Solidão e solidariedade

por seila, em 31.10.14

 

Foto de LUÍS VIEIRA

 

O homem andava junto ao mar.

Estava triste.

Vento e chuva.

 

Era um dia de Inverno sombrio. Ameaçava de se tornar tempestuoso. De mostrar a força e fúria assombrosa que a natureza, também ela, pode conter.

Poucas pessoas se atreveriam a um passeio sugestivo de prazer, do prazer que se procura em outros dias mais abençoados de outras estações do ano.

E no entanto, havia um homem que caminhava naquele pontão à beira mar.

Que idade teria? Talvez quarenta e cinco, quarenta e seis…

Caminhava de um lado para o outro num vai e vem de passo apressado. Tinha o semblante triste e toda a postura do seu corpo deixava transparecer um estado de alma carregada, quem sabe de que amargura.

Os ombros curvavam-se para a frente, os braços pendiam ao longo do tronco e nem se quer as mãos procuravam abrigar-se na protecção dos bolsos. Os pés pareciam atropelar-se a cada passo, não sei se pelo peso do mundo que em si parecia carregar, se pelo vento arrogante que em silvos estridentes assobiava, lhe enrolava a roupa e emaranhava os cabelos.

Quando de mim se aproximava conseguia perceber-lhe o rosto humedecido pelo olhar alagado.

Seria que chorava?

Talvez fossem apenas salpicos de outra água salgada, daquela água salgada que das ondas se desprendiam quando estrondosamente se atiravam de encontro às rochas em altas cortinas brancas e frias.

E todo o espaço cheirava a mar. Lembro-me de ter pensado como me era agradável aquele sentir.

E logo de seguida pensei como era egoísta aquela minha sensação. No abrigo do acento do meu carro podia alhear-me do que observava e usufruir apenas do que de belo ali encontrava.
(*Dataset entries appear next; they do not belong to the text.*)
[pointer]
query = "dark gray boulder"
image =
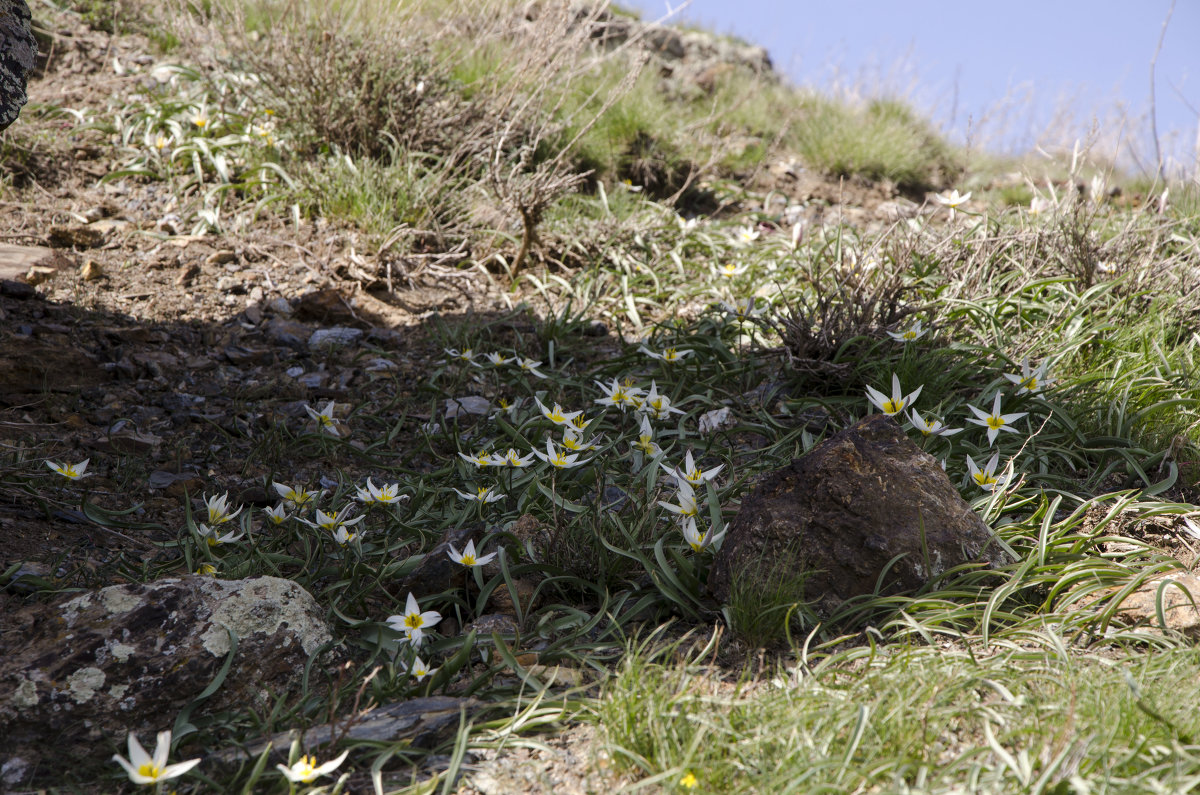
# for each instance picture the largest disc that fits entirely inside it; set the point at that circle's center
(76, 676)
(843, 512)
(18, 51)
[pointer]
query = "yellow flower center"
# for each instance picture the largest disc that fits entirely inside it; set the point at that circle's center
(306, 769)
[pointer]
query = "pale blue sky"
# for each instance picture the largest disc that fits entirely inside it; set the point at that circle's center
(1008, 66)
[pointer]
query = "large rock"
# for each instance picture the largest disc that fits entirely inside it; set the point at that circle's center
(18, 52)
(76, 676)
(843, 512)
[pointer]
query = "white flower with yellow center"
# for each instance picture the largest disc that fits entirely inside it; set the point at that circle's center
(70, 471)
(466, 354)
(330, 522)
(144, 769)
(306, 770)
(324, 418)
(219, 509)
(687, 501)
(953, 199)
(483, 494)
(413, 622)
(297, 497)
(658, 406)
(419, 669)
(387, 494)
(669, 354)
(468, 556)
(213, 538)
(558, 459)
(557, 414)
(1029, 381)
(691, 473)
(898, 401)
(743, 310)
(745, 235)
(697, 541)
(513, 459)
(913, 333)
(987, 477)
(646, 442)
(480, 459)
(531, 366)
(497, 359)
(364, 494)
(995, 422)
(731, 269)
(573, 440)
(619, 395)
(930, 426)
(279, 514)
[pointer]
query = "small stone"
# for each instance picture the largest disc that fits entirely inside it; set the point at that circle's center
(108, 226)
(232, 285)
(221, 257)
(76, 237)
(91, 270)
(280, 305)
(40, 274)
(288, 333)
(1181, 595)
(187, 274)
(18, 290)
(337, 335)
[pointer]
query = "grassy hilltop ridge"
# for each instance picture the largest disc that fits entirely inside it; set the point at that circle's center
(499, 268)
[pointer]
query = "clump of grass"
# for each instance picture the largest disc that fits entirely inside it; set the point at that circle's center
(768, 605)
(885, 139)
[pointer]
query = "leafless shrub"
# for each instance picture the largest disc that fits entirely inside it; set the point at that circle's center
(371, 81)
(849, 303)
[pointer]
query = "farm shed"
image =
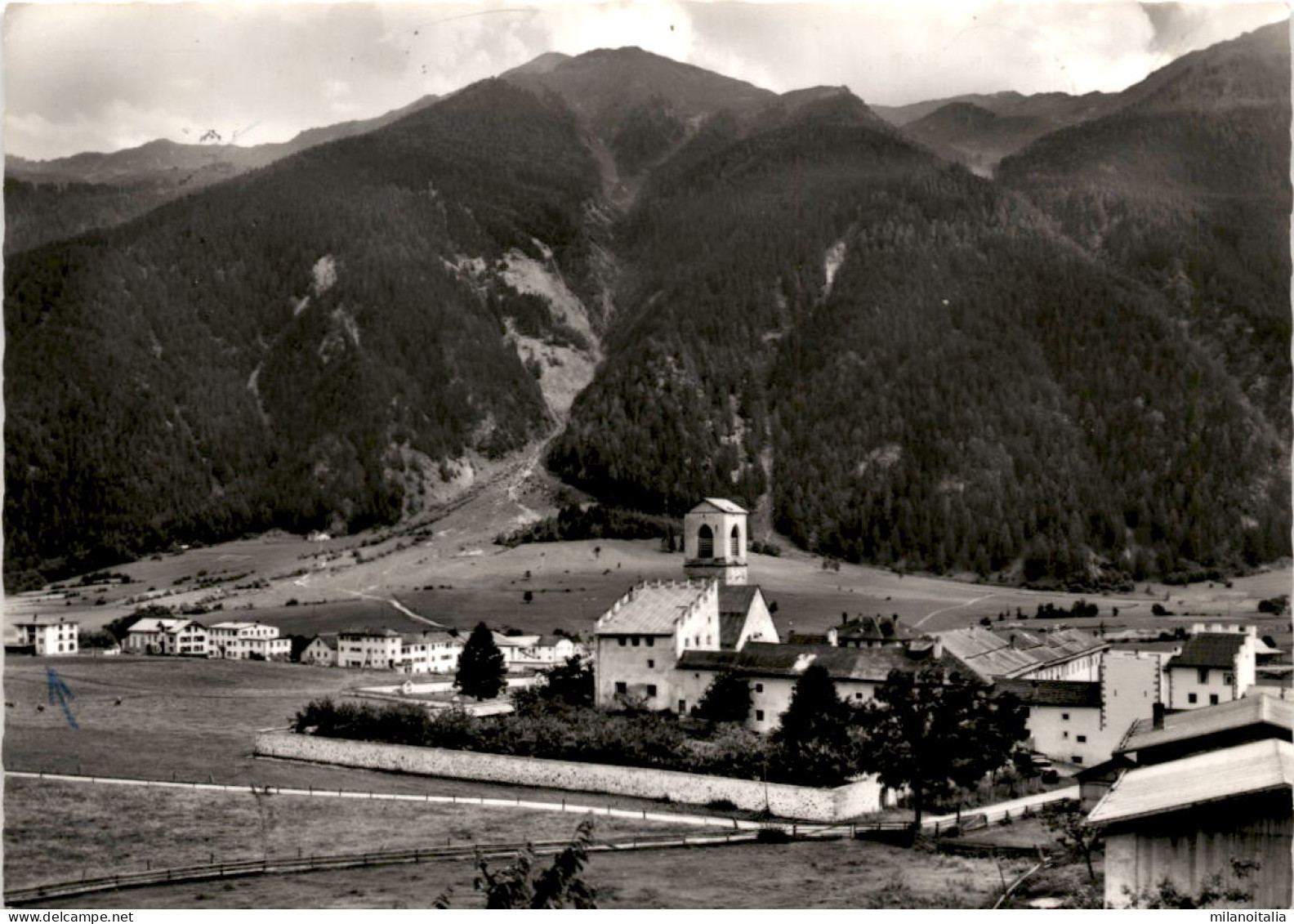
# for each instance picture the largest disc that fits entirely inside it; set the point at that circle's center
(1188, 821)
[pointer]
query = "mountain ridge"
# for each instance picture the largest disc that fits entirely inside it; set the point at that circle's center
(792, 303)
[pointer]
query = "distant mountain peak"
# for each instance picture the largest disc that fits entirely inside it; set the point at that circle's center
(544, 64)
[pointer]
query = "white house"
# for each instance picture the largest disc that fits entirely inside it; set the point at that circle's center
(379, 649)
(246, 641)
(1083, 721)
(549, 651)
(46, 636)
(430, 653)
(514, 647)
(321, 651)
(1211, 668)
(166, 636)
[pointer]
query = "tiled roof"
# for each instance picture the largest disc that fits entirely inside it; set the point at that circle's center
(370, 633)
(1211, 777)
(1147, 646)
(158, 624)
(1214, 649)
(1011, 654)
(765, 659)
(651, 609)
(730, 629)
(871, 629)
(737, 598)
(1210, 720)
(515, 641)
(427, 638)
(720, 503)
(1107, 769)
(1052, 693)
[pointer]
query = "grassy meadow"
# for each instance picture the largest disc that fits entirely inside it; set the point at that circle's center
(802, 875)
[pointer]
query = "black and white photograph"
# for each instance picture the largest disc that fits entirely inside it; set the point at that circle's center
(647, 454)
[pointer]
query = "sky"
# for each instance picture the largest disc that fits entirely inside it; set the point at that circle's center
(101, 77)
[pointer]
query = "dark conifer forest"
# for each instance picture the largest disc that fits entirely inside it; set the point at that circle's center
(1077, 370)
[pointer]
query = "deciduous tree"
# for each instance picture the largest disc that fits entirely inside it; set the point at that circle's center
(726, 699)
(933, 733)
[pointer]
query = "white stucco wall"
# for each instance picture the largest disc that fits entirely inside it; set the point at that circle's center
(784, 801)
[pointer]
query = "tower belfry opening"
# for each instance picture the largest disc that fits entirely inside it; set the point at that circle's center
(715, 538)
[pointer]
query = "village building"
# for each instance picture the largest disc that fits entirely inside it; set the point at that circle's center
(1213, 668)
(376, 649)
(1189, 819)
(1021, 654)
(248, 641)
(166, 636)
(1169, 737)
(515, 647)
(773, 669)
(642, 638)
(715, 541)
(549, 651)
(321, 651)
(430, 653)
(1094, 782)
(43, 636)
(866, 632)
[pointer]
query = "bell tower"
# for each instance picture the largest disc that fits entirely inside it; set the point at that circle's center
(715, 540)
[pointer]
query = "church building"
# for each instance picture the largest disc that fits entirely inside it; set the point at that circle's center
(645, 634)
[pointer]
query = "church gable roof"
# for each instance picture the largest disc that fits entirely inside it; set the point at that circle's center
(651, 609)
(717, 505)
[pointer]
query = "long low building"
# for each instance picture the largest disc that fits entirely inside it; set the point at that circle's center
(771, 672)
(1192, 819)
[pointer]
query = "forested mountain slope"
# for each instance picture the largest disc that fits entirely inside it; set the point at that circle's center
(53, 199)
(1188, 190)
(937, 377)
(1077, 372)
(303, 346)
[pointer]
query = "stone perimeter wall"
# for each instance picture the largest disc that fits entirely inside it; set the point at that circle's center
(786, 801)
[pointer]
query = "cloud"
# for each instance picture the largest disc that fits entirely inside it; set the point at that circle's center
(96, 77)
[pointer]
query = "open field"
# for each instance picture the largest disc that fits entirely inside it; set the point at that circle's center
(453, 574)
(804, 875)
(59, 831)
(194, 720)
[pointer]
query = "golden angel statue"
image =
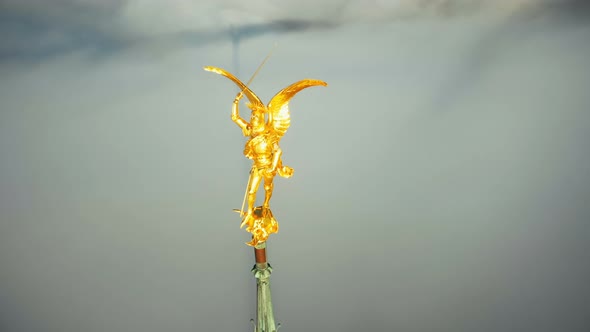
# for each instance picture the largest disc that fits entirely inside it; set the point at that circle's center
(263, 148)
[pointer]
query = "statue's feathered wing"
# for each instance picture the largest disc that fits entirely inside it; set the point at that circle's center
(279, 118)
(253, 98)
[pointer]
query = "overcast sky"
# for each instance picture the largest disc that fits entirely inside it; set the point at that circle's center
(442, 179)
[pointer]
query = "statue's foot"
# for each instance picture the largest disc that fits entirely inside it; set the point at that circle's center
(262, 225)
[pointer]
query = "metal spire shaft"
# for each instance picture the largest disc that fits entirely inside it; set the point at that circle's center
(265, 321)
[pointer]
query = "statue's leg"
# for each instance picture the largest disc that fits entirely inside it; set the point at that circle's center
(254, 184)
(268, 186)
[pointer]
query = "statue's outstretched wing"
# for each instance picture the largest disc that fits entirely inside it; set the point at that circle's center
(254, 100)
(279, 118)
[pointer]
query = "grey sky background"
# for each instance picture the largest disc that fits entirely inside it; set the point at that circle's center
(441, 179)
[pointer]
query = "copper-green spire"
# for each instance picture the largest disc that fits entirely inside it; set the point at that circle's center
(265, 321)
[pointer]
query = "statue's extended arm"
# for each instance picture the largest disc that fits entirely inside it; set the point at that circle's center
(235, 116)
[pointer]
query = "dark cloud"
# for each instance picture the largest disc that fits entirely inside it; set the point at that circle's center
(33, 30)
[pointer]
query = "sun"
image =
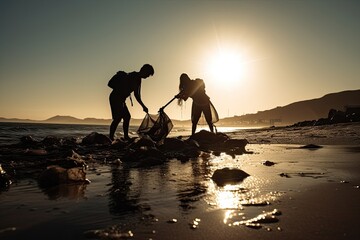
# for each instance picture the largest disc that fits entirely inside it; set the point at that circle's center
(227, 67)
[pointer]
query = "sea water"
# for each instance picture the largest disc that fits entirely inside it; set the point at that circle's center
(176, 199)
(11, 133)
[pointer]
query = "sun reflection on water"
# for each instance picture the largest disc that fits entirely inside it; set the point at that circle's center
(234, 198)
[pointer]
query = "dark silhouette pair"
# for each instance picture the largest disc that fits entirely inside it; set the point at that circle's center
(123, 84)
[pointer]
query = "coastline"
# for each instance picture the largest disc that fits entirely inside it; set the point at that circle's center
(315, 190)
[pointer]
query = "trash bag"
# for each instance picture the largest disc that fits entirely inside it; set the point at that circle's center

É bem verdade que mesmo uma tempestade tem a sua beleza própria. Única e devastadora, mesmo assim, arrebatadora.

Afinal o que me levara ali? Apenas a procura de contemplar um belo espectáculo.

O céu era agora mais escuro. A chuva começou a cair um pouco tímida ou talvez amedrontada pelo vento que a desafiava.

E no ar outro cheiro. O cheiro a terra molhada.

Fascinada, eu estava, mas percebi de repente que a minha fascinação se concentrava naquela figura humana perseguida pelo seu destino.

A chuva aumentara de tom. Podia agora ouvir o seu respingar no chão.

Seria previsível que aquele homem se recolhesse. Caminhar no pontão sob as agressões do mau tempo tendo o mar bravio e o céu ameaçador como cenário de fundo é uma coisa. Outra é sujeitar-se a ficar debaixo de chuva, recebê-la no corpo desprotegido e nem sequer se dar conta. Na verdade, continuava o seu difícil passeio completamente alheio ao exterior de si próprio.

Engrossava mais a chuva desabando agora num ruído cavernoso, batia no tejadilho do carro fazendo-me encolher enquanto rios de água deslizavam no para brisas.

E aquele homem continuava, continuava e continuava…

A sua silhueta desenhava-se por entre a grade estreita de água. Tornara-se uma figura grotesca que me obcecava e de quem não conseguia desviar o olhar, como se esperasse que a qualquer momento se esvaísse no ar num paço de magia.

Algo de muito terrível devia atormentar aquela alma envolta naquele corpo solitário, abandonado, devastado.

E quanto mais o observava, tanto mais aguçava a minha compaixão.

Quanto mais… tanto mais…

A expressão entranhou-se em mim como o pêndulo de um relógio marcando o tempo sem parar.

Abri a porta e saí. Uns cem mil milhares de gotas de chuva me cercaram. Aproximei-me dele – o senhor está bem, precisa de ajuda? – Ouvi-me perguntar.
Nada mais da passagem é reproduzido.